Emmys spotlight: John Carroll Lynch could finally earn first nomination thanks to ‘Big Sky’
Actors doing good work on network series are sometimes overlooked at Emmy time, though the networks continue to televise the awards ceremony to cash in on advertising revenue. The academy’s snob factor kicks into high gear and performers on premium cable series and streaming shows take priority. This year may be different. Respected veteran character actor John Carroll Lynch, who has played everything from Frances McDormand’s husband, Norm Gunderson, in the 1996 film “Fargo” to a trio of villains on FX’s “American Horror Story,” may crash the party in Best Drama Supporting Actor. It would be his first nomination.

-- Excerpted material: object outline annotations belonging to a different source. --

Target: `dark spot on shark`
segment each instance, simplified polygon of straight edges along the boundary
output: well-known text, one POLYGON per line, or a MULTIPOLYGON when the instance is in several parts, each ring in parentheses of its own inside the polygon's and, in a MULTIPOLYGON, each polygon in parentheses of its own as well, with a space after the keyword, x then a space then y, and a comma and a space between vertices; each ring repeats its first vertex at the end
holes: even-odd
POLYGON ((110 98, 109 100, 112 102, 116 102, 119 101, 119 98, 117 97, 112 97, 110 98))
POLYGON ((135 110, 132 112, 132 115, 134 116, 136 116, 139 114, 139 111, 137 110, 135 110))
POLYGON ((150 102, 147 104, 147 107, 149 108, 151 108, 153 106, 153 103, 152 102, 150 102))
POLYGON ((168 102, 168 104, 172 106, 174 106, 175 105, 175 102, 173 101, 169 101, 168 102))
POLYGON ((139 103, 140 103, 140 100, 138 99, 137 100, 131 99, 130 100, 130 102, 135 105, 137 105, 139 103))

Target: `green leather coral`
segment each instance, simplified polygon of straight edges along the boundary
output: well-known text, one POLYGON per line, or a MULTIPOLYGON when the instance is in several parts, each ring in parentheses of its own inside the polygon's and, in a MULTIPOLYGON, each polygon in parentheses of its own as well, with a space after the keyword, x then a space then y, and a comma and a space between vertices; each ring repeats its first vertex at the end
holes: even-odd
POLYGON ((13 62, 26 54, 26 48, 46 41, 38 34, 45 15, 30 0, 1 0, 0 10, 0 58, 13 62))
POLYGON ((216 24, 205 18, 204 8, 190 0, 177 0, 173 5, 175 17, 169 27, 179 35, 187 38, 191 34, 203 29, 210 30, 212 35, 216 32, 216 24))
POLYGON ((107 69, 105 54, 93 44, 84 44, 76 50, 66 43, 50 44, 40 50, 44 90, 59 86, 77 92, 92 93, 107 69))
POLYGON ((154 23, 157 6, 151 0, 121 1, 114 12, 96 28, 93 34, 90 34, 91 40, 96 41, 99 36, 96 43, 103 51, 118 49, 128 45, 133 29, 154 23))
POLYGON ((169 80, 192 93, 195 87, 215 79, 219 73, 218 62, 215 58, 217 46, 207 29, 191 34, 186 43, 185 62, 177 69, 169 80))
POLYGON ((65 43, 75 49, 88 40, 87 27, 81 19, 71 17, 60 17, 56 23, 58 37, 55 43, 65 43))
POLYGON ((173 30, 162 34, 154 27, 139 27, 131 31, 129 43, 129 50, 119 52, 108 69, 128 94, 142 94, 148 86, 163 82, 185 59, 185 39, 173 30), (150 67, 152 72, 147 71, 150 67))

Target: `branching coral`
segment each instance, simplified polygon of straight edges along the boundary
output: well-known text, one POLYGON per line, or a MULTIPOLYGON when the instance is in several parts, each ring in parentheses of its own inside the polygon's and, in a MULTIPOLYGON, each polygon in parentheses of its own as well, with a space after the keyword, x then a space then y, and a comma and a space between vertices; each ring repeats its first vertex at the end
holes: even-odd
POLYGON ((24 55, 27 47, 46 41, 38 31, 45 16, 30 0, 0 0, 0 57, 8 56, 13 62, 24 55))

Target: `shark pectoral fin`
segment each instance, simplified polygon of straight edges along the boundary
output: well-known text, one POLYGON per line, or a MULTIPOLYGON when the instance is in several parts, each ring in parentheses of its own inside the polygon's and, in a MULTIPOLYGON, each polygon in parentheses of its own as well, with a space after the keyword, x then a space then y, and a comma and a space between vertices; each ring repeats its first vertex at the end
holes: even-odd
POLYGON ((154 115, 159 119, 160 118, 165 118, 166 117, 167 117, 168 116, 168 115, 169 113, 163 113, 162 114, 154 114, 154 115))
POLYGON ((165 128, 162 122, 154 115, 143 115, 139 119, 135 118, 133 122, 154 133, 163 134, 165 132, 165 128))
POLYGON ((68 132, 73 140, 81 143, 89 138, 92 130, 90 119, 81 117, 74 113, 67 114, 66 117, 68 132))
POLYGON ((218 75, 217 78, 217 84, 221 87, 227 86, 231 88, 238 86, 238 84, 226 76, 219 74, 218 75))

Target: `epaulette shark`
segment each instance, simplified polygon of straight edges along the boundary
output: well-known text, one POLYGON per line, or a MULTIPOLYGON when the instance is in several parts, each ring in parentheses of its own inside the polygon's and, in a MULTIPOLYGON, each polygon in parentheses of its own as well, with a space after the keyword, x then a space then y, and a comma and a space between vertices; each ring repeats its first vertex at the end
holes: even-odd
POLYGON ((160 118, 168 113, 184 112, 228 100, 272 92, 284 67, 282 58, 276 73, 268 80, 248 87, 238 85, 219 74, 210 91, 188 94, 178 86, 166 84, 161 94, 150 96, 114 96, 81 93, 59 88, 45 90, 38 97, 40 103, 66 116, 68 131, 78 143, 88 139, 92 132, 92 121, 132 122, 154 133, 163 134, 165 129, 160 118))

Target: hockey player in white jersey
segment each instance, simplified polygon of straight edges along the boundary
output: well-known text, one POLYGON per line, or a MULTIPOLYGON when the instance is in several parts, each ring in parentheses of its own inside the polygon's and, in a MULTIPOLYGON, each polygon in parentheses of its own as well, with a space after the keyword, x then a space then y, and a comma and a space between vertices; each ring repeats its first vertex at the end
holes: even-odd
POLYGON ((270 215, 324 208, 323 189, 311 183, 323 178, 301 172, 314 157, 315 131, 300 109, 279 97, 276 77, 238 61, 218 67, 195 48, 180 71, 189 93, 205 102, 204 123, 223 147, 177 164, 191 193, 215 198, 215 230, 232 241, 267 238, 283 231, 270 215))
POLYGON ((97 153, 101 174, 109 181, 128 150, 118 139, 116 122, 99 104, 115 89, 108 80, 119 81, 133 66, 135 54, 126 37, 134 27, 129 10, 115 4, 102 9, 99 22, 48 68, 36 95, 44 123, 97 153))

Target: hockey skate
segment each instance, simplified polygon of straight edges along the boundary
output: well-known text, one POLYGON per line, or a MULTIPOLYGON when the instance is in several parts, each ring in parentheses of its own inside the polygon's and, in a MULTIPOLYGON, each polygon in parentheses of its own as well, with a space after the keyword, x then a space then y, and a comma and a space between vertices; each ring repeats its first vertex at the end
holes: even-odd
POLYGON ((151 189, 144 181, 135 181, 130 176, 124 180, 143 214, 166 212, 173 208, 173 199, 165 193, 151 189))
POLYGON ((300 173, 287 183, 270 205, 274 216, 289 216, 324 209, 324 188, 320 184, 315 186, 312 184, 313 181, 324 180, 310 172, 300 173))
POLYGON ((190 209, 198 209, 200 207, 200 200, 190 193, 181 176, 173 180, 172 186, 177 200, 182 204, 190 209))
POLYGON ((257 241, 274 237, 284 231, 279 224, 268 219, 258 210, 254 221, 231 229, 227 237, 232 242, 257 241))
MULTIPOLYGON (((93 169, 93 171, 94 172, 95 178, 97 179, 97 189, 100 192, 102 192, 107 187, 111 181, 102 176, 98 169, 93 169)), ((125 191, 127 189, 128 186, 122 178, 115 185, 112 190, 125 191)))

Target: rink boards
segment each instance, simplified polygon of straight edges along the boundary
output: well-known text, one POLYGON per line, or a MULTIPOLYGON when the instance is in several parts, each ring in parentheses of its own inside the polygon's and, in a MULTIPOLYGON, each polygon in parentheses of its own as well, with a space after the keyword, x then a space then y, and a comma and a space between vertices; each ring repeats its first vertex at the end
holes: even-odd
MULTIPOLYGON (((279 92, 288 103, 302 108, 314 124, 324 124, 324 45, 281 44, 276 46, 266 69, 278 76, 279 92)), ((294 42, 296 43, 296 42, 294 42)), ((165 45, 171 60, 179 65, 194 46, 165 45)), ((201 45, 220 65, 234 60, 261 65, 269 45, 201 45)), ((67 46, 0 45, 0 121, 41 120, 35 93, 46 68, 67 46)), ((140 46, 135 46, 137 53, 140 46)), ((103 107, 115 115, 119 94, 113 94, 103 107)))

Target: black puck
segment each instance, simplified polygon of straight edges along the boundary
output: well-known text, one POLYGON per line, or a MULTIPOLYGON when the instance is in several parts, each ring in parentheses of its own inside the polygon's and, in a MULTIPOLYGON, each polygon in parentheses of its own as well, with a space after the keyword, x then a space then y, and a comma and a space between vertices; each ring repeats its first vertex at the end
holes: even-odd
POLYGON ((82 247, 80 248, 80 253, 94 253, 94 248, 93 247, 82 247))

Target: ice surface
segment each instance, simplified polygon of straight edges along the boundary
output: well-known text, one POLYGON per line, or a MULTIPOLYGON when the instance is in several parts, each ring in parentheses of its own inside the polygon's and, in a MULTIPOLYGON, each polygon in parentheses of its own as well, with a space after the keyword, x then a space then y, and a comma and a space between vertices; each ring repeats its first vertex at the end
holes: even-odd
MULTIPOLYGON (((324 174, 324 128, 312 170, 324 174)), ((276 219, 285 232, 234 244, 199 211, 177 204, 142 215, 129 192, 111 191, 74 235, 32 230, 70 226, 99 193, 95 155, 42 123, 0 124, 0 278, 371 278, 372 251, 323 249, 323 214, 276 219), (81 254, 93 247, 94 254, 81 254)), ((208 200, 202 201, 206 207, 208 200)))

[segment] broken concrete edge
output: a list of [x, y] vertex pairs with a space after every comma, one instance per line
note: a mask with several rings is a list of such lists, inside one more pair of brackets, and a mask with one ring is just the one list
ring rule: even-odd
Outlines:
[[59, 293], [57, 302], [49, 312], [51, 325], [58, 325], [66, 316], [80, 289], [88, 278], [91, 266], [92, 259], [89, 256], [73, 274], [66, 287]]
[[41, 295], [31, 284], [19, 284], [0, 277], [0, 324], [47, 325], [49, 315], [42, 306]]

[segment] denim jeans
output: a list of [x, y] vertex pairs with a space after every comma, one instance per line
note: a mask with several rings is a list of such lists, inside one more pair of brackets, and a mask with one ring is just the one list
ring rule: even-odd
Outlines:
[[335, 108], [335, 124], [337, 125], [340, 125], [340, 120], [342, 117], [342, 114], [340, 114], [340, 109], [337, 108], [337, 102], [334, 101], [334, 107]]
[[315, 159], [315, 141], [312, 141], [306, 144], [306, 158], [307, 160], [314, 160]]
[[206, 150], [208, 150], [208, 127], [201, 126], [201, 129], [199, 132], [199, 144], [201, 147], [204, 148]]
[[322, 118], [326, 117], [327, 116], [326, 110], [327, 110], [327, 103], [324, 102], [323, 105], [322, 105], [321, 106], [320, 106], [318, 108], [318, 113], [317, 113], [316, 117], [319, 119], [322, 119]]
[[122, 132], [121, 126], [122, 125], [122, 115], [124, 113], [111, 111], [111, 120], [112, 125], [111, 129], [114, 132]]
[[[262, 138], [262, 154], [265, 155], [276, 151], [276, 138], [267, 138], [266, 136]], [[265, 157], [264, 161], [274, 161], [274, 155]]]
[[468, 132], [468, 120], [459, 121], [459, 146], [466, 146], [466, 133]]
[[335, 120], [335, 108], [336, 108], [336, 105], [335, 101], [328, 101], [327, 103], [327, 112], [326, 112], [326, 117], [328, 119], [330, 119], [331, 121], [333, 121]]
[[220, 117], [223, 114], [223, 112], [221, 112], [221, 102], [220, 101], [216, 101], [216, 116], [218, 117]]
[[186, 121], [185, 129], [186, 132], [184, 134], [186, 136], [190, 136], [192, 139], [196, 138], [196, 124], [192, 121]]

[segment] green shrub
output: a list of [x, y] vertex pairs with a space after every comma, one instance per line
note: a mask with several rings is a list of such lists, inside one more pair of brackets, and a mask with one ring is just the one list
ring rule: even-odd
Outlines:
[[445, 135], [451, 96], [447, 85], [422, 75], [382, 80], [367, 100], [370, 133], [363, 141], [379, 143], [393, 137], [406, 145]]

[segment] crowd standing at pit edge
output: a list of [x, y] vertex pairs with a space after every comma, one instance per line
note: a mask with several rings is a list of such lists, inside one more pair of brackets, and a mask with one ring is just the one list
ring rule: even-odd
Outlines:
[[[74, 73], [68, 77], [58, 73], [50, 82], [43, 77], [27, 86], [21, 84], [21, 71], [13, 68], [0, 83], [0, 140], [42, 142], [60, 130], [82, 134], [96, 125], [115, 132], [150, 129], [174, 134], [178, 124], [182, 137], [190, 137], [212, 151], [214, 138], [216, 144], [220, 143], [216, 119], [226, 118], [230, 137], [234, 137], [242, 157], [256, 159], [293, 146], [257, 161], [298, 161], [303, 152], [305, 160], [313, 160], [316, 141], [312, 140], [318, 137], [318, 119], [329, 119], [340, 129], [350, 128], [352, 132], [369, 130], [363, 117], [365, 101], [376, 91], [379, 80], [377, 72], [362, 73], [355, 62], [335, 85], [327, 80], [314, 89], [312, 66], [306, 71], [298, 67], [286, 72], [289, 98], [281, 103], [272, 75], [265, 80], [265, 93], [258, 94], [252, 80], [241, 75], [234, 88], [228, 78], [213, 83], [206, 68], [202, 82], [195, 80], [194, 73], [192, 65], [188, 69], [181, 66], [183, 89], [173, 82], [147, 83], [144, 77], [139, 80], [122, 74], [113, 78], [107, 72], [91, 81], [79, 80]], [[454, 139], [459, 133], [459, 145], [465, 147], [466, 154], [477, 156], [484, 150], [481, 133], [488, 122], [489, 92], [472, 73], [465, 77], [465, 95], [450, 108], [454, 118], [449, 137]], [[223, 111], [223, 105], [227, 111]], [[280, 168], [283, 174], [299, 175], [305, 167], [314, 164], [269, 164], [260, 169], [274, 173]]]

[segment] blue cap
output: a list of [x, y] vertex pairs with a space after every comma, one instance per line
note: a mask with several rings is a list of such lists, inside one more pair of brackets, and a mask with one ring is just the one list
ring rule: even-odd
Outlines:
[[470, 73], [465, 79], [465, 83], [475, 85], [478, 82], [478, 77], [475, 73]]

Lynch’s turn as unhappily married Montana state trooper Rick Legarski on ABC’s hit drama “Big Sky” is chilling, nasty and full of shocks. While the denizens of the town of Big Sky think Rick is too timid to write a parking ticket, he works behind the scenes as a sex trafficker, using a diffident long-haul trucker Ronald Pergman (Brian Geraghty) to round up “scummy girls” and truck-stop prostitutes to sell into slavery across the border in Canada. Emmy legend David E. Kelley created the program.
Something is off about Rick from the get-go. In the pilot, he makes inappropriate sexual remarks while helping a stranded motorist from San Francisco. By the end of the hour, Rick shoots Cody Hoyt (Ryan Phillippe) point blank in the face when he is investigating the disappearance of his son’s girlfriend, Danielle Sullivan (Natalie Alyn Lind) and her sister, Grace (Jade Pettyjohn) because long-haul truckers are suspected. Rick has barely wiped Hoyt’s blood from his face when he lectures Ronald about being “sloppy” and kidnapping girls whose families are going to look for them. Many of the subsequent nine episodes detail the girls’ attempted escapes from captivity. As the stakes grow higher, Rick reveals the lengths of his depravity, shooting Grace in the leg with an arrow when she escapes and finds a fisherman willing to help her (Rick kills him). The surprise in Lynch’s performance is that Rick appears to suffer amnesia after he is apprehended and shot by Cassie Dewell (Kylie Bunbury). And viewers can’t tell whether Rick is faking it or not. He only seems to remember events from long ago. Lynch keeps you guessing until his last scene, when his fed-up wife Merilee (Brooke Smith) takes matters into her own hands.
“Big Sky” offers scene-stealers like Lynch many opportunities to overshadow its listless leads, Katheryn Winnick and Bunbury, who look like refugees from a “CSI” pilot in their tight jeans and prime-time soap hair. Valerie Mahaffey has a marvelous role as Ronald’s steely-sweet religious mother (“Why don’t you go upstairs and masturbate yourself and I’ll make us some lunch,” she says when he comes home in a bad mood.) “Silence of the Lambs”s girl-at-the-bottom-of-the-well Brooke Smith has mounted her own Emmy campaign as Rick’s neglected spouse.
Lynch will compete against leading Emmy contender Michael Kenneth Williams (“Lovecraft Country”) and marquee names such as Bradley Whitford (“The Handmaid’s Tale”) and John Lithgow (“Perry Mason”) are sitting pretty, but as a member of the cast of “The Trial of the Chicago 7,” he was awarded Best Ensemble at the SAG awards this year. His fortunes are changing.